Erik Michielsen was always impressed by his colleagues and associates at boutique research firm ABI Research. Though they weren't as glitzy and renowned as Steve Jobs or Mark Zuckerberg, these everyday professionals still had wisdom to share and a story to tell.
So the marketing expert branched out on his own, intent on sharing the experience and expertise of his most inspiring peers and former workers in a video series. Documented and chronicled through a years-long process during which Michielsen met with subjects, interviewed them as they grew and then spliced the videos into short segments on specific topics. The end product was his website, Capture Your Flag, which features a free online video library.
The idea is for viewers to follow the interviewees' professional (and, in some cases, personal) journeys, relating to their experiences and learning from the up-and-coming leaders, who Michielsen vets based on their passion and purpose at work, sincerity, commitment and momentum.
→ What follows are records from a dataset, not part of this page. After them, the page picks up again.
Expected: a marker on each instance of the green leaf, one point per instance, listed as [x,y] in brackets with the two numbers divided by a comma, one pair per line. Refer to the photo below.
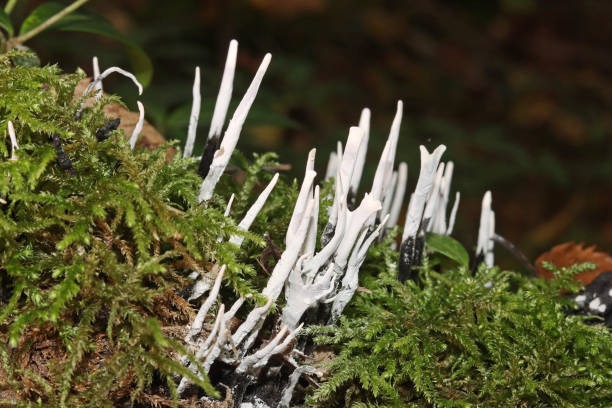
[5,22]
[93,23]
[449,247]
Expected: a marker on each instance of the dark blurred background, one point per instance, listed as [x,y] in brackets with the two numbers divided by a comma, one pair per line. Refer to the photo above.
[519,90]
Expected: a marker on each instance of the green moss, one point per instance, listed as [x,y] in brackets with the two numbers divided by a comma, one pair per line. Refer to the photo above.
[90,258]
[496,339]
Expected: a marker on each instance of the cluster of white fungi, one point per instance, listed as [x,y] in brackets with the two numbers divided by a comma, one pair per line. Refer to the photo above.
[317,284]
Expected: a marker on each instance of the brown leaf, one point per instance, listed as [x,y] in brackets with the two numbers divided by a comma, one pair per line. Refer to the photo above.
[568,254]
[149,136]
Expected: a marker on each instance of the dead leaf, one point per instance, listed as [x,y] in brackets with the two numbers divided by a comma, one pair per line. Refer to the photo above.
[568,254]
[149,136]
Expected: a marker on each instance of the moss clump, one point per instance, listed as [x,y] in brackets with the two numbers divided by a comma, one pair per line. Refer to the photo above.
[496,339]
[92,253]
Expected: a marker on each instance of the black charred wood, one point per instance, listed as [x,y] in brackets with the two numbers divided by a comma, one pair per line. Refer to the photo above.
[410,258]
[207,156]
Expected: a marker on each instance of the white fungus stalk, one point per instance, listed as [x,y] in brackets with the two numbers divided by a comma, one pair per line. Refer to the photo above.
[301,293]
[364,125]
[203,350]
[398,197]
[196,325]
[439,224]
[250,360]
[393,142]
[332,165]
[431,209]
[350,156]
[311,238]
[356,221]
[139,125]
[232,133]
[489,256]
[13,137]
[379,175]
[453,215]
[248,219]
[98,87]
[195,114]
[225,91]
[429,164]
[300,206]
[388,194]
[350,281]
[93,84]
[486,230]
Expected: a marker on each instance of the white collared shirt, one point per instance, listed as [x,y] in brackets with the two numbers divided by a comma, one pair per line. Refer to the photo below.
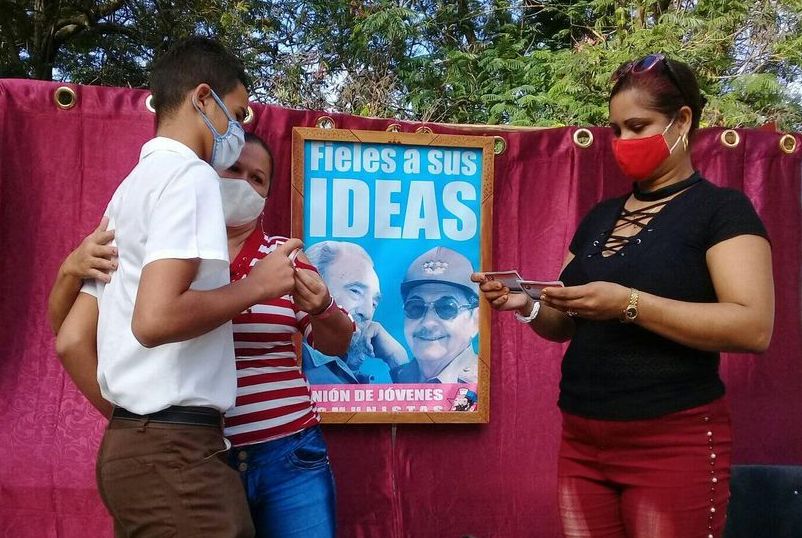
[168,207]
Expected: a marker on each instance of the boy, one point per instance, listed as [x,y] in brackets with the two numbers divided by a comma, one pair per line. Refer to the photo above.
[164,341]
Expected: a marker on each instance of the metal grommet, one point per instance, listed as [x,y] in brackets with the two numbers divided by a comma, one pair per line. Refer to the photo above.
[325,122]
[788,143]
[499,145]
[583,138]
[65,97]
[730,138]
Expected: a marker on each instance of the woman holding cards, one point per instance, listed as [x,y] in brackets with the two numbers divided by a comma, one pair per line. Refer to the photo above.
[657,283]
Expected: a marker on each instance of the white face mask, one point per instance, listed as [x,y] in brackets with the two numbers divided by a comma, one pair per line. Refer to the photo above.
[241,203]
[227,146]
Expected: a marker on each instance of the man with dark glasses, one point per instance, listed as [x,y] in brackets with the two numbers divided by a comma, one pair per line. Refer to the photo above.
[441,319]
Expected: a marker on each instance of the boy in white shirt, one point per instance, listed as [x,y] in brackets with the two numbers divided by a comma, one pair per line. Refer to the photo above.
[164,340]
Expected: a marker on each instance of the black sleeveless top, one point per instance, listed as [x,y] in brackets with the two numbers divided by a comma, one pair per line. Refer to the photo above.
[617,371]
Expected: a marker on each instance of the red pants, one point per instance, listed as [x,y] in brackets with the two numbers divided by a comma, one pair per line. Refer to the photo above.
[659,478]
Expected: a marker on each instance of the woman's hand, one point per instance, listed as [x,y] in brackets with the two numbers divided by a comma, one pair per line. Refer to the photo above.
[596,300]
[94,257]
[311,293]
[499,296]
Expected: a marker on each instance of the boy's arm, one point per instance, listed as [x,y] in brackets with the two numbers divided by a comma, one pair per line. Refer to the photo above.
[93,258]
[167,310]
[76,346]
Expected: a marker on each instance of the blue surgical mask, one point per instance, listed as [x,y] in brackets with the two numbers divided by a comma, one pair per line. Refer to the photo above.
[227,146]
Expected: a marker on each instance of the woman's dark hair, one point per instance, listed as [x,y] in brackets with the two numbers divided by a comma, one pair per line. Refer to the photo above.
[256,139]
[670,85]
[190,62]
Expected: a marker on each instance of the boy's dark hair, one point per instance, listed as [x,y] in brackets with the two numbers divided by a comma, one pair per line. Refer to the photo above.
[193,61]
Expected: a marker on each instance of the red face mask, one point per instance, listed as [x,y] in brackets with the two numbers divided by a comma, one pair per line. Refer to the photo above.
[640,157]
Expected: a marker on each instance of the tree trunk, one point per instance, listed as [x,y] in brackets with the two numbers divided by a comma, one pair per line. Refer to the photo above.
[43,52]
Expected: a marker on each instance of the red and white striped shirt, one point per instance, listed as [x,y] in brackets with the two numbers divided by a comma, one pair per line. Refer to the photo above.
[273,396]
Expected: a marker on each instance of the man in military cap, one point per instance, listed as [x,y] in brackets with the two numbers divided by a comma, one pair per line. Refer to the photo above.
[441,319]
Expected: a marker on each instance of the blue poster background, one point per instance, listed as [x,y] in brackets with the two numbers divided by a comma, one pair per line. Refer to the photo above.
[398,227]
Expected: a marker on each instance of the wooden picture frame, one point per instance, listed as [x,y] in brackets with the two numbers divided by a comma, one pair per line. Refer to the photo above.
[454,149]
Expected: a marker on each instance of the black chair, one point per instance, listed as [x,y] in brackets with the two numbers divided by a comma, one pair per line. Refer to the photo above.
[765,502]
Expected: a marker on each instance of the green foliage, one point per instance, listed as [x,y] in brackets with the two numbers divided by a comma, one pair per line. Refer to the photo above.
[519,62]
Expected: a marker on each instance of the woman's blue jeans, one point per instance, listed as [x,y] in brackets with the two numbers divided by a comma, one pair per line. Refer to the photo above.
[289,485]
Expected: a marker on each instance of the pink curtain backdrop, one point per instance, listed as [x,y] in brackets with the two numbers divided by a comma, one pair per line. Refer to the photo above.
[58,169]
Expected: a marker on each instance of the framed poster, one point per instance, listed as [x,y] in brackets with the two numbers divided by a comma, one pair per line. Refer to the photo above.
[396,223]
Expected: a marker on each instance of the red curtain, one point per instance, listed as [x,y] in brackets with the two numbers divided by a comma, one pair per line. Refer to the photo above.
[58,169]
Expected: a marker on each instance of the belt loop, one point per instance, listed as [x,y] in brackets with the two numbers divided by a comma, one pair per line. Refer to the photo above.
[144,425]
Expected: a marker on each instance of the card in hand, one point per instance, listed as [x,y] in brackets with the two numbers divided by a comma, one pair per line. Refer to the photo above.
[509,279]
[534,288]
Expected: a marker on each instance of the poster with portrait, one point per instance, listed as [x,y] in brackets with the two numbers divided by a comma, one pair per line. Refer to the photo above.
[396,223]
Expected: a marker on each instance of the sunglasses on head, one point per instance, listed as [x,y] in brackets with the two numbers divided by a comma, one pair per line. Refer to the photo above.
[445,308]
[646,65]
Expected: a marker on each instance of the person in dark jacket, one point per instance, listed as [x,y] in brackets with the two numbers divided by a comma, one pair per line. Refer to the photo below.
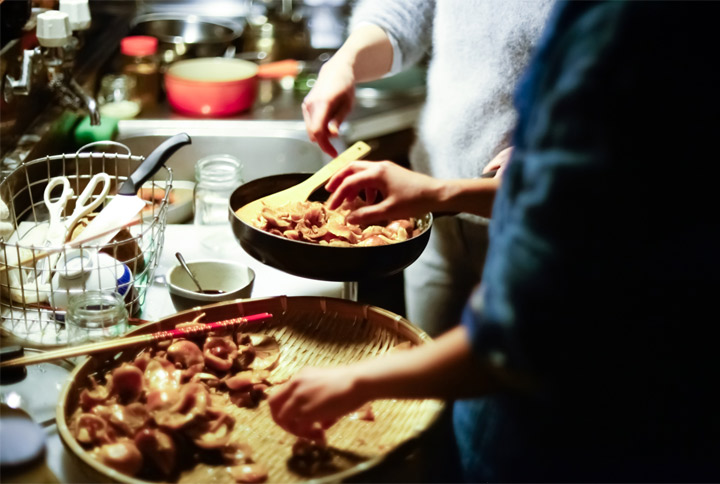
[590,351]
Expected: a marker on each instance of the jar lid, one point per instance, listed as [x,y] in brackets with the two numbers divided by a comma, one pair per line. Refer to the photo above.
[138,45]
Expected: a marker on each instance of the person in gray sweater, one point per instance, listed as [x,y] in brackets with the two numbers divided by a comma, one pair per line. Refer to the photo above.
[478,49]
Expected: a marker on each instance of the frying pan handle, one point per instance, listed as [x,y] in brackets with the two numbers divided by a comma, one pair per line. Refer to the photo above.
[153,162]
[490,174]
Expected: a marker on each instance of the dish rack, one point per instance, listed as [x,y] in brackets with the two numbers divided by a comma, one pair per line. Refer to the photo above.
[33,295]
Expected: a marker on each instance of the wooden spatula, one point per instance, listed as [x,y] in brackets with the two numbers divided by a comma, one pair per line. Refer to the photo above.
[303,190]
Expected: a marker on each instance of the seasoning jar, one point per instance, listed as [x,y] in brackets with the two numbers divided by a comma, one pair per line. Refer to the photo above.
[139,61]
[95,316]
[216,176]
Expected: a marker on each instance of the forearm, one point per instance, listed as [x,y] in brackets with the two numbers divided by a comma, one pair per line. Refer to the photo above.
[474,196]
[445,368]
[367,51]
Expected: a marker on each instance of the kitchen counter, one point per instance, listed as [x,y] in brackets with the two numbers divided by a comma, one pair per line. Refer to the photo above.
[218,242]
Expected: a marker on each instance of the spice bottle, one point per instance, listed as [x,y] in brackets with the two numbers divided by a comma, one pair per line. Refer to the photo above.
[140,62]
[217,176]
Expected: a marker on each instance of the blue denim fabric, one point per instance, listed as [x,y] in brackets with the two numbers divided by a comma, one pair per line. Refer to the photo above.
[604,256]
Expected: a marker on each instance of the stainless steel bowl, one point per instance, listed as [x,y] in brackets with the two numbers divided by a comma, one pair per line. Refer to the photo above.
[189,36]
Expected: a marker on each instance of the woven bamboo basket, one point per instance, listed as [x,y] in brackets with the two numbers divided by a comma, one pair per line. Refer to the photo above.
[311,331]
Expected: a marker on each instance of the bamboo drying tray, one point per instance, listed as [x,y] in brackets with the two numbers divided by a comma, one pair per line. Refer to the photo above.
[313,331]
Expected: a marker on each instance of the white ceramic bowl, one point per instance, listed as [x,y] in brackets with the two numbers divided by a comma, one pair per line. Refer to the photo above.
[233,278]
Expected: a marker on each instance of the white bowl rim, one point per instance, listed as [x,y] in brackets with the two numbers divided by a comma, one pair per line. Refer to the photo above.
[196,70]
[179,291]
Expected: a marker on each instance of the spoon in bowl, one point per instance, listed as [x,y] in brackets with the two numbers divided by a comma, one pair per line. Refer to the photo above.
[192,276]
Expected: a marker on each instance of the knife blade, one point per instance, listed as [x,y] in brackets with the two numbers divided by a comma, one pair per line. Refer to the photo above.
[126,204]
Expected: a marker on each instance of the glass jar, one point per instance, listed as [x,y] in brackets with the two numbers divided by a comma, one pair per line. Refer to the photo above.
[139,59]
[117,97]
[95,316]
[217,176]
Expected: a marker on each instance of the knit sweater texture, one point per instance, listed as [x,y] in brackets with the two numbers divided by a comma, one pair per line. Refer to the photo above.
[478,49]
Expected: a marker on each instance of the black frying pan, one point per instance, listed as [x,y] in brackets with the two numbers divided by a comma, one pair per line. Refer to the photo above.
[316,261]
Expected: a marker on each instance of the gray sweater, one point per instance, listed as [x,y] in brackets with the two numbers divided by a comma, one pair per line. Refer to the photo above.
[479,49]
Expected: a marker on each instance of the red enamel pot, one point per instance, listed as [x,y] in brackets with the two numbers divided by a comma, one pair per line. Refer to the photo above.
[211,86]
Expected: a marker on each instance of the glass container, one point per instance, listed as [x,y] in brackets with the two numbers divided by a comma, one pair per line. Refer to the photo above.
[217,176]
[118,97]
[139,56]
[95,316]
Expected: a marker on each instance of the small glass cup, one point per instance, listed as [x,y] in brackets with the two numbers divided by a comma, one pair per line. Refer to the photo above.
[95,316]
[217,176]
[118,97]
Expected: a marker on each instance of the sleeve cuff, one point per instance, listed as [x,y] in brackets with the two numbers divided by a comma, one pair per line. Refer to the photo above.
[397,65]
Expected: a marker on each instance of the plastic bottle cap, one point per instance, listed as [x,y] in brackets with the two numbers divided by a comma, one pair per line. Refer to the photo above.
[53,29]
[79,13]
[138,45]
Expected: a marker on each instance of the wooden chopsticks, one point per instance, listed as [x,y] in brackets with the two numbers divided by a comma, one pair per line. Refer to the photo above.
[70,245]
[134,341]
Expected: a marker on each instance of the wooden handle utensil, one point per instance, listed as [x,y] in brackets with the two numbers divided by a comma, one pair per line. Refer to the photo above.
[304,189]
[134,341]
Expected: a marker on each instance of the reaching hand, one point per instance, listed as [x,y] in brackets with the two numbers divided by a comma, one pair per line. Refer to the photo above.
[328,103]
[315,396]
[405,193]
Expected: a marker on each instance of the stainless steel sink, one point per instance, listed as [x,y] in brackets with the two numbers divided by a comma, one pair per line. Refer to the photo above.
[264,147]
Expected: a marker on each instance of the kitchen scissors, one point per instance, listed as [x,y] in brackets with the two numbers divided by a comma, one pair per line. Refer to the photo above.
[59,230]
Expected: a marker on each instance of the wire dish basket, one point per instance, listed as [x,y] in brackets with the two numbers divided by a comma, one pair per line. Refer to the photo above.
[34,292]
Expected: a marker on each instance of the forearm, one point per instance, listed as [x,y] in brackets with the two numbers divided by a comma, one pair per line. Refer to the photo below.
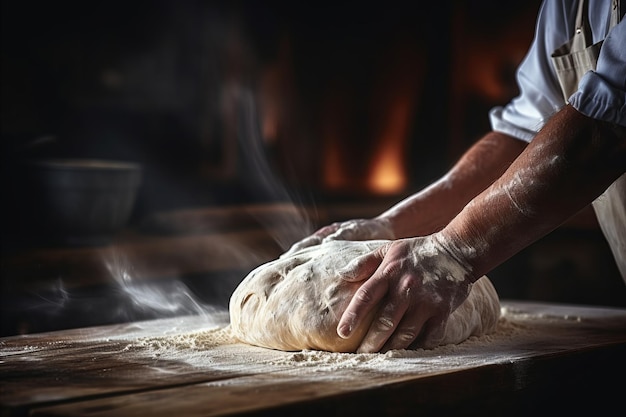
[432,209]
[572,160]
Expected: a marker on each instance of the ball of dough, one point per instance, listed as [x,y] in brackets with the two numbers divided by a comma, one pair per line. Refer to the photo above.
[295,302]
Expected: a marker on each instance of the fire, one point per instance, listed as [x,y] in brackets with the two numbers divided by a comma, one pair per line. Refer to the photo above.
[387,173]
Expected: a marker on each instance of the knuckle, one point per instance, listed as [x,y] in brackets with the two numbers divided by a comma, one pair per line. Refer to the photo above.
[385,323]
[363,295]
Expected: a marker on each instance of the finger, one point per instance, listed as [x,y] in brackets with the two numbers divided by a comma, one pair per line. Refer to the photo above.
[365,299]
[391,324]
[382,328]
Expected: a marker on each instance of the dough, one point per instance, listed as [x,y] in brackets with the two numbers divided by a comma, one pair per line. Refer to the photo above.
[295,302]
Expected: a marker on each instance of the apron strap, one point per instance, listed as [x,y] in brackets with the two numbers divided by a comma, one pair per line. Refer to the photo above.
[582,33]
[617,11]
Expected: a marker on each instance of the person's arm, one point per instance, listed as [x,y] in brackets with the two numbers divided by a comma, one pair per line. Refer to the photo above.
[571,162]
[416,283]
[432,208]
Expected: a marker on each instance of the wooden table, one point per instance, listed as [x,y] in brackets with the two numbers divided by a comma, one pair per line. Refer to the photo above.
[543,358]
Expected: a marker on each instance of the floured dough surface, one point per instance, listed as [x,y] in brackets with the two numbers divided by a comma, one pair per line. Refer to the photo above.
[295,302]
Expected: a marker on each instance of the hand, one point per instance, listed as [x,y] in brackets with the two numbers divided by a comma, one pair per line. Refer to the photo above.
[358,229]
[415,284]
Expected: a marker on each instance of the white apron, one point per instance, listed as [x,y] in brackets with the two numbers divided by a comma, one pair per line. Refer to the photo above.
[571,62]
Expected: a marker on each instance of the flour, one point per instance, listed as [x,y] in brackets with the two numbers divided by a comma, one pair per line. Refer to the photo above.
[295,302]
[218,350]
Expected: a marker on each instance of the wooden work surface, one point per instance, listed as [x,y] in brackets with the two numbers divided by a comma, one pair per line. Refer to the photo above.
[542,357]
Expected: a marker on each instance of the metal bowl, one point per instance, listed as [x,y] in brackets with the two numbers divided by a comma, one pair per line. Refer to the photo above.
[81,201]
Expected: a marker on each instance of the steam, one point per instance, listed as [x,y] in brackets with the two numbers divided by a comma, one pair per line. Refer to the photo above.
[265,181]
[172,297]
[154,299]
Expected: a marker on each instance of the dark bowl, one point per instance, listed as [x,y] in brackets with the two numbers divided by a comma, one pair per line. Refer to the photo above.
[81,201]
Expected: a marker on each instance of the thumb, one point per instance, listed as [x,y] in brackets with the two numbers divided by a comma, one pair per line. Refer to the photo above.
[362,267]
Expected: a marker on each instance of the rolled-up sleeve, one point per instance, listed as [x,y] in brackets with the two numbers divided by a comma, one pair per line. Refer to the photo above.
[601,93]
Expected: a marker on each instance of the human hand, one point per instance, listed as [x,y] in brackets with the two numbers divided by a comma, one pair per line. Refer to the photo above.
[415,284]
[357,229]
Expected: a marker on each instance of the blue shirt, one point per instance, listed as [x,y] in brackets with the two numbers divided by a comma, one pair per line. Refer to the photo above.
[601,93]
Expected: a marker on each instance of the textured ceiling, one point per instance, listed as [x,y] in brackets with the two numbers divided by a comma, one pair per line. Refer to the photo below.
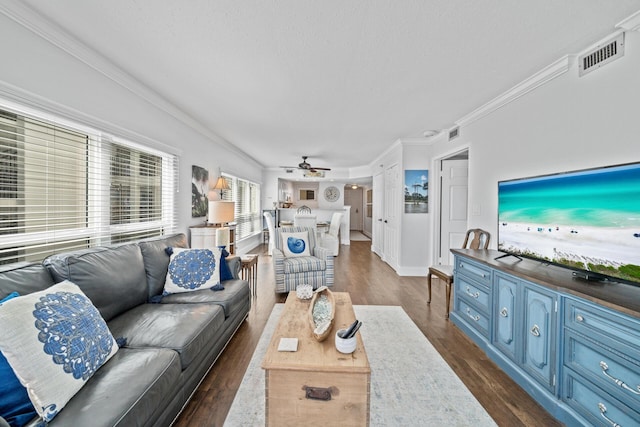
[339,81]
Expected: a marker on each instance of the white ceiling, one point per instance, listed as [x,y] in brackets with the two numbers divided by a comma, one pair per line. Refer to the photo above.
[339,81]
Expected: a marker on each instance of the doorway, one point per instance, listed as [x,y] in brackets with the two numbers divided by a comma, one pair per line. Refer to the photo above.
[452,222]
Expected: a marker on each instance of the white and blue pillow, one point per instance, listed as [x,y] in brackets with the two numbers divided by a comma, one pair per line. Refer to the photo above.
[295,244]
[54,340]
[192,270]
[15,406]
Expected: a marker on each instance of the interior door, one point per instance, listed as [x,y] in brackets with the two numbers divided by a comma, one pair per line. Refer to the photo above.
[390,220]
[377,240]
[453,207]
[353,198]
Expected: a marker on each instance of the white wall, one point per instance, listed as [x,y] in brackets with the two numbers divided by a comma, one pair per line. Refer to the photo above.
[35,71]
[566,124]
[415,232]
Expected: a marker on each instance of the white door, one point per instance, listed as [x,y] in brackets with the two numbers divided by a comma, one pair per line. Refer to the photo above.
[353,198]
[453,205]
[390,219]
[377,240]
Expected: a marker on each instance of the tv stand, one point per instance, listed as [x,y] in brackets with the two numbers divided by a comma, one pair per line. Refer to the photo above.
[588,276]
[555,336]
[506,255]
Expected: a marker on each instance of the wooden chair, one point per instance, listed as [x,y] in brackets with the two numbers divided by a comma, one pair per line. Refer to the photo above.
[475,239]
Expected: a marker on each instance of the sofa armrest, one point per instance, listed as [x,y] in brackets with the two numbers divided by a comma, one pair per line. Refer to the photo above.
[234,263]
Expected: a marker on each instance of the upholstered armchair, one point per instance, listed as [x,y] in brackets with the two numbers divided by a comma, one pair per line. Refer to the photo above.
[298,260]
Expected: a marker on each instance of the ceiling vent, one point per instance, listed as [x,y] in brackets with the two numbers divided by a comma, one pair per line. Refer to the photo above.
[601,55]
[454,133]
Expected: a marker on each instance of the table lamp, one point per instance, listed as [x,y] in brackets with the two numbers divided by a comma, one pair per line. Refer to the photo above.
[220,213]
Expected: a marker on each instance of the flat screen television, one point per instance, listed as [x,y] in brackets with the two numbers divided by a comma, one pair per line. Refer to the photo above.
[586,220]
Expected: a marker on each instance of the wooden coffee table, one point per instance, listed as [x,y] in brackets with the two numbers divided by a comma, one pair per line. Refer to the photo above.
[316,385]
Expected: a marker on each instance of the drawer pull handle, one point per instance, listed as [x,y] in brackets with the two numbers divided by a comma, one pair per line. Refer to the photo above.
[535,331]
[472,295]
[605,368]
[317,393]
[476,317]
[603,411]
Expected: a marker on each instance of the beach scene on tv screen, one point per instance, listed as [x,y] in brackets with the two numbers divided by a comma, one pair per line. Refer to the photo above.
[588,220]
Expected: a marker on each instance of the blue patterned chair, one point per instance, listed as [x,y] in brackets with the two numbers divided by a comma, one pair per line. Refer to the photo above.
[315,270]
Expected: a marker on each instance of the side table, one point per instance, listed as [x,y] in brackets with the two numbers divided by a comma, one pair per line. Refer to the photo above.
[249,270]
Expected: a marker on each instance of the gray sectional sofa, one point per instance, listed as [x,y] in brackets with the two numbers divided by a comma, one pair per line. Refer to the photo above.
[171,342]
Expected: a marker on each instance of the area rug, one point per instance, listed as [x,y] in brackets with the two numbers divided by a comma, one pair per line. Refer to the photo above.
[411,385]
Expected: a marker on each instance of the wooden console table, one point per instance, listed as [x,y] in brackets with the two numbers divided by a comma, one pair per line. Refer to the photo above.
[204,237]
[249,270]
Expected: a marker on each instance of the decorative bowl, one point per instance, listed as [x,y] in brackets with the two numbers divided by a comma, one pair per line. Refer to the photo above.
[304,291]
[345,345]
[322,311]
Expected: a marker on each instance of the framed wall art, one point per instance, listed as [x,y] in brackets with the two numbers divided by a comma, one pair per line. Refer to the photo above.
[416,194]
[199,191]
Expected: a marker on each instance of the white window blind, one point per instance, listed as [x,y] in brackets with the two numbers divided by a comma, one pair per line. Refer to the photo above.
[64,188]
[246,194]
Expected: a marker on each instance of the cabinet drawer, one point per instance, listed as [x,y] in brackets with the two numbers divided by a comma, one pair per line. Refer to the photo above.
[619,375]
[476,295]
[598,407]
[473,270]
[478,320]
[612,328]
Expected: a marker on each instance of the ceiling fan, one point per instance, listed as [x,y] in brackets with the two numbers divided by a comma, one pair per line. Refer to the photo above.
[306,166]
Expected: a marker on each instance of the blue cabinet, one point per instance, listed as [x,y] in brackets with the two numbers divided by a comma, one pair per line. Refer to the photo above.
[539,344]
[579,359]
[506,323]
[601,364]
[524,322]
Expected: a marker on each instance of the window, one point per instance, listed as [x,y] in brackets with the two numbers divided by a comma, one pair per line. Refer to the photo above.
[246,194]
[63,187]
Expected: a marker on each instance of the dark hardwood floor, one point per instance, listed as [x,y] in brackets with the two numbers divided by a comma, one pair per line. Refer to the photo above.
[369,281]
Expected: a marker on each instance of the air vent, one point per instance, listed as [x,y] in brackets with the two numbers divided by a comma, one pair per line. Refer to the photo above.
[601,55]
[453,133]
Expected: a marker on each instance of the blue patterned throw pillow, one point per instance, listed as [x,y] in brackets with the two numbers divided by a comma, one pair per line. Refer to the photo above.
[54,340]
[192,270]
[295,244]
[15,406]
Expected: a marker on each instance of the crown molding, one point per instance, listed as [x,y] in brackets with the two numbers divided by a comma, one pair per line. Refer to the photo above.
[543,76]
[631,23]
[25,102]
[59,37]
It's a concept Michielsen coined "Near Peer Learning"—that is, learning from people that are inspiring and provocative, but don’t follow the traditional narrative of success.
“We’re lost in a culture that waits until you’ve made it, whatever that means, before you can share your story with the world,” he says. “I wanted to unlock those stories, I wanted people to understand that we are surrounded by so many wonderful people’s stories.”
In a cutthroat business world that often demands an obsession with achievement in exchange for success, the Capture Your Flag series questions what that really means for individuals.
"They look back and they're 40 and they say, 'I've been working my tail off and following these rules all my life, but I'm not happy,'" Michielsen says. "We try and avoid that by sharing these stories, by giving people some experiences they can compare and contrast against their own selves."
A seasoned member of the business world and now an entrepreneur himself, Michielsen says there are a few standout takeaways from his interviews that have stuck with him. These important tidbits transcend industries to outline the hallmarks of a successful person.
Put yourself in uncomfortable situations
“You'll find yourself more comfortable than you ever imagined once you've done it. And once you've done it, foreign becomes not-so-foreign... You'd be surprised what happens,” Michielsen says. “Yes, you'll get hurt sometimes. But more often than that, you'll learn how to live more fully. It's not being fearless, it's just understanding that it's OK to be putting yourself in uncomfortable situations… That's how life really unfolds.”
Persevere and be persistent
“None of this happens overnight. It never happens overnight. Never,” Michielsen says. “We celebrate these stories of success across industries—Steve Jobs is one that was really in the public eye in 2011, and Jobs' story took 35 or 40 years to unfold. He's a smart guy, but it was all incremental steps. There were only a couple big leaps in that entire story… We just don't realize that.”
Don't fake happiness—it's impossible
“You can fake something when you meet somebody, when you meet them once or twice. But really, if you're unhappy, or if someone's broken, it's going to come out,” Michielsen says.
“We don't have all the answers, there's no playbook for life or career," adds Michielsen. "And I think it's OK to understand that life holds a lot of unhappy moments... There are going to be the ups and the downs, and that doesn't mean we have to make these really big decisions, changes."
It's easy to get discouraged or thrown off course when you lose a client or a big deal falls through, but what Michielsen tries to stress is that those failures are part of the course. Instead of allowing yourself to be consumed by financial pressures, for example, focus instead on figuring out why you're in business in the first place.
“I think that's really a self-awareness of how do you define meaningfulness, how do you define fulfillment, how do you define and measure success? That's a question I ask everybody" says Michielsen. "It's just better understanding yourself. You don't deserve anything less than to be happy. Maybe that comes through money, maybe that comes through relationships, maybe that comes through experiences—it's different for everybody—but what's not is that you deserve the right to have a smile on your face. That's something that a lot of people forget.”